April is finally upon us, oh how I have waited for this month to come. I finally get to say I will see you next month! How good does that sound? As I sit here and think about the past 6 months, I think of what a crazy long journey it has been. We have been through so much and we still have 6 weeks to go! I know 6 weeks is not much, I can't complain about that when we have already done so much time, but I seriously can't wait any longer, I am getting so excited.

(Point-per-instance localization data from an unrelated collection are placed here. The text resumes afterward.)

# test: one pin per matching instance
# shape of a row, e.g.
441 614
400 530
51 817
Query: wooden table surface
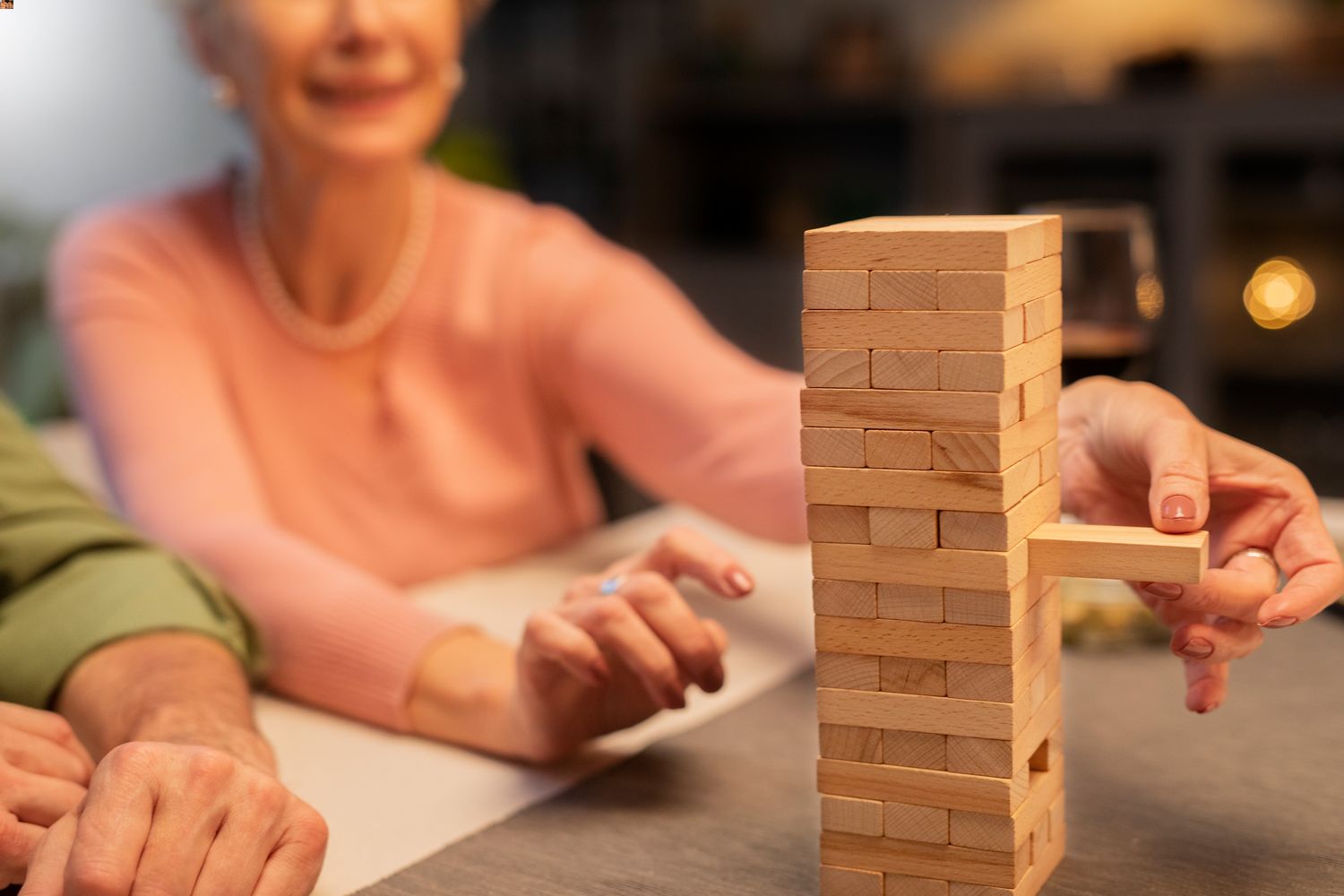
1249 799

I can't wait to see my sweet mans face, to see him with our precious daughters again, to see how they act and what they do, just to be held again, to have a conversation with an adult at night, to not spend the nights alone anymore, to not spend the weekends alone!! Since I had been back from Tx the weather hadn't been as great as it could have been, I felt like I wasn't missing out on much without having my man home, but now that the weather has been amazing, it makes me miss him that much more. To know that all my friends are out with their husbands enjoying the weekends together, or spending time out in the beautiful sunshine, I long for that, to just go to the park with my hubby and watch our girls play, to take them to the zoo, or to even go run together. I am in some desperate need of lovin from him, and I can't wait to just cuddle up in his arms. Living the military lifestyle is hard, it's hard on your body, it's hard on your mind, it makes your days long, and your nights longer, it makes raising kids so difficult, it makes going to the grocery store nearly impossible, and it makes getting 5 minutes alone very impossible! I could care less about the readjustment time it will take to get used to being a family again, I just want him home!! I am so proud of him and all he has done, there hasn't been a time that I have gotten a email or phone call that I can remember him complaining about a single thing, I really wish I could be more like him. I hate to complain about the past 6 months because I have gotten to raise our precious girls and see them grow and change before my eyes, but somedays it's just so hard not to whine about something. But finally I WILL SEE YOU NEXT MONTH!